I am a senior with very little to no knowledge of sophisticated technical stuff. However, I heard that you can now use either Magic Jack Plus or Vonage to call long distance without the computer being turned on. I would like to hear more about that concept please.

I would appreciate a clear description of what these do and which would be best for me (installation and costwise).

Thank you.


----------



## DoubleHelix

I wouldn't recommend MagicJack for anyone who isn't technically savvy. The service is hit or miss, and customer service is non-existent.

The first thing you need to do is determine your download and upload internet speed. The upload speed is the most important as it has a direct impact on quality or even whether or not you can use VoIP services at all.

www.speedtest.net

Vonage will require a contract to get the best price. Otherwise, add on about 30% to the per-month cost in taxes and fees. It's a good service, but it's not what I would call cheap.


----------



## nemoryer

Thank you.


----------



## jvic

I have used magic jack for about six years .Just plug it in and you are all set.As for customer service I had one problem a couple of years ago.An email to the president of the company and problem was rectified in about six hours.


----------



## nemoryer

But with Magic Jack, you still have to have your computer on, right?


----------



## jvic

They have 2 different ones now.....With magic jack plus the computer does not need to be on..


----------



## DoubleHelix

You must have sufficient upload speeds to use MagicJack. What are your speeds as stated at the link I posted?


----------



## nemoryer

Here are my results:

Download speed 10:04 Mbps
Ping 26 ns
Upload speed 0.83 Mbps


----------



## DoubleHelix

That should support a VoIP line, but I still wouldn't recommend MagicJack.
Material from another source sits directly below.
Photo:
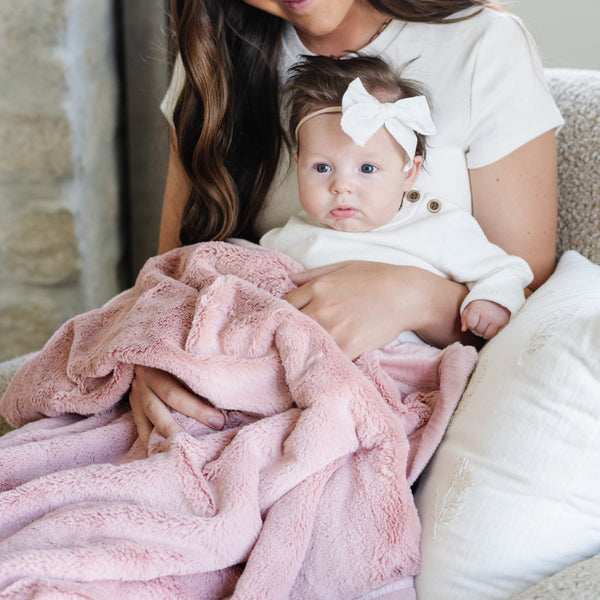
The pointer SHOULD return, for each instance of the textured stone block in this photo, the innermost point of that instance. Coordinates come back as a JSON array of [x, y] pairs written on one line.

Will your DSL provider allow you to keep the service without having the phone line?


----------



## nemoryer

Originally I just had DSL with no landline. Then I decided even if just to call local stores I needed a landline so I decided to sign up, for extra $15/month. Both DSl and landline suck but they're cheaper than Comcast.

I have a Tracfone cell, but it's pay by the minute, that sucks too. Life sucks.


----------